Opportunities exist to create synergies in international finance for disaster risk management and adaptation to climate change, but these have not yet been fully realized (high confidence)
You can see the report for yourself here: http://ipcc-wg2.gov/SREX/
Too bad. Not very useful for making your claim.
Wikipedia claims "In terms of the global average, temperatures were probably colder than present day" during the Holocene climatic optimum (my emphasis), but admit that the optimum did not occur at the same time in the northern and southern hemispheres.
PS. Good catch regarding the speleotherm data, but the graph based on it sure looks a lot like the one you linked to on Wikipedia, and both indicate a general downward trend (with the Medieval Warm Period as a slight deviation), and in fact, looking Wikipedia's 5 million year chart, there is clearly a long term downward trend during this current ice age, as well.
Whether the conclusions of those are true or false is not something that hiring committees will delve into too much
Rightly so. False conclusions are good for science, as long as they're honest. The pursuit for something new will eventually lead to the correct answer.
It's good that the protagonist of the article (Schooler) recognizes and admits the problem.
The people above who are focussing on pharma are missing the point, which is also the failure of the article. The author carefully avoids widening the perview which might then include other sciences which are hot topics these days.
The article is about selective reporting of results, publication bias, and "collective illusion nurtured by strong a-priori beliefs".
Doesn't that fit the blind acceptance of the CO2 hypothesis despite evidence to the contract, exactly?
it's now warmer than at any time in the past 12,000 years
and in fact, supports what I said. Did you mean to include a different link, or am I missing something?
Rather than trusting a political organization or whoever wrote that in Wikipedia, I prefer to look at the data myself. A zip file containing speleotherm data has thoughtfully been provided here:
When I look at his graph, it sure looks like it's getting colder to me.
In addition, the following paper makes it clear that the warming since 1800 is a "rebound" from the little ice age with a multi-decadal oscillation superposed, and that we have now entered a downward swing in said oscillation, yet the underlying linear "rebound" continues.
And this paper has an explanation for the power spectra of the temperature oscillations which fit the data better than CO2 based models:
I have no argument about what you point out. Mainly, because it doesn't seem relevant in light of the facts. Namely that our current temperature is almost back up to what it was 1000 years ago, but not yet back to what it was 5000 years ago. Apparently we are still below the average temperature for our current interglacial period. There are all kinds of implications here.
- The Earth has been cooling since about the time of Christ. Shouldn't the people who claim CO2 is the boogey man explain that trend first?
- We're starting to warm back up to conditions in which civilization best flourished: The Holocene Thermal Maximum allowed the beginning of civilization and agriculture, the Minoan Warm Period, Roman Warm Period, and the Mediaeval Warm Period were times of plenty and advancement.

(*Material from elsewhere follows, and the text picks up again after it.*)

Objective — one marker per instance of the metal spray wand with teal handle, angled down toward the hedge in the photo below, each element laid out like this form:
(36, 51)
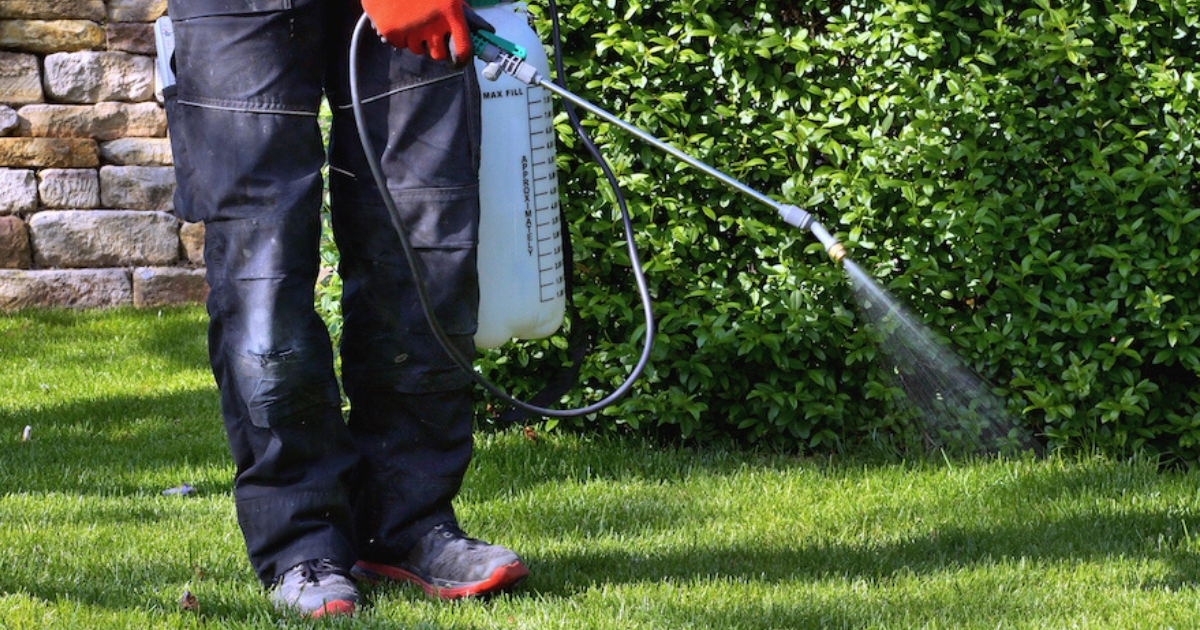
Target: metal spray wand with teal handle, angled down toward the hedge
(506, 58)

Considering how well humanity did in warmer times than this, a finer grained assessment of the risk vs. rewards should be made, as opposed to a Hollywood scare treatment for the ignorant masses. That reeks of an ulterior motive.
- And given the most of the Holocene has been warmer, any life forms which take longer than 10,000 years to evolve obviously have no problem with warmer temperatures than now, so what's with the crap about polar bears becoming extinct?